The first hydraulic fracturing attempt in BCS was performed at Well B in 2013 and was unsuccessful because proppant placement and admittance are extremely difficult in these layers. High net pressure and complex branch growth were identified to be the core causes of premature screenout in this layer. Post-treatment pressure evaluation indicated propagation of short fissures and fractures leading to a complex fracture plane that reduced overall fracture conductivity.
Subsequently, Well A was diverted from the original location, completed in the BCS reservoir, and selected as a candidate for proppant fracturing. The stimulation strategy was designed to meet stimulation challenges of the BCS formation. Perforation designs were revised to reduce near-wellbore tortuosity and perforation friction. After perforating, the well was treated with an acetic acid cushion against the target zone. A new fracturing treatment design based on slug and sweep, where the slug stages were increased, was used to control excessive near-wellbore complex fracture growth. Aggressive pumping rates and high conductivity proppant size and concentration were designed to help increase stimulation efficiency. These unconventional modifications aided successful placement of the fracture plane in the BCS reservoir in Well A.

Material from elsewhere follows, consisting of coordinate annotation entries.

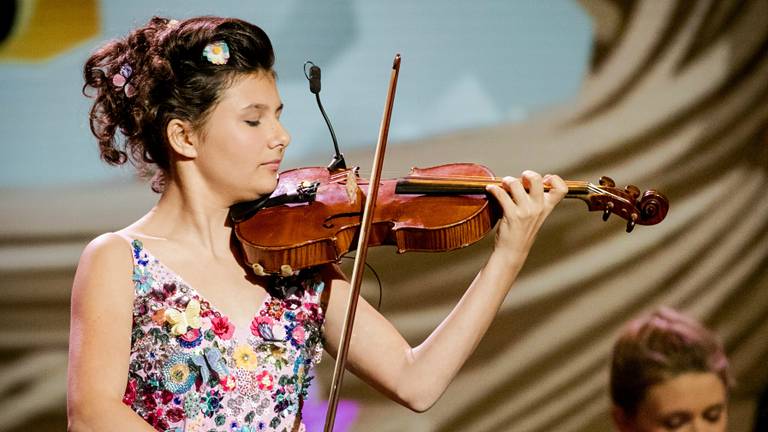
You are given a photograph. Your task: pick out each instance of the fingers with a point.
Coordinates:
(527, 192)
(557, 188)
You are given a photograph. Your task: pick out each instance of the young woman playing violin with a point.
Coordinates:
(170, 329)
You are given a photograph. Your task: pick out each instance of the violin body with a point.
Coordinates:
(433, 209)
(325, 228)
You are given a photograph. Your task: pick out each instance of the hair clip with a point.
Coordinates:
(120, 80)
(217, 52)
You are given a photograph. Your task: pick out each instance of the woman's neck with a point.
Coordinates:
(196, 220)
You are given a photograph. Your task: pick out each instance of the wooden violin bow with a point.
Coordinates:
(362, 250)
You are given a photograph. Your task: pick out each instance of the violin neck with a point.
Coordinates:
(469, 186)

Well A initially produced 202 BOPD; however, production declined because of the tight nature of the BCS reservoir. Later, the well produced 100 BOPD with gas lift. After hydraulic fracturing treatment for this well was successfully performed, as per the modified design, the production increased to 1,580 BLPD with 100% oil and no artificial lift using a 1/2-in. choke. This paper highlights design considerations, execution results, and post-treatment evaluation of this extremely challenging BCS volcanic rock and can be viewed as a best practice for addressing stimulation challenges in similar volcanic reservoirs in other fields.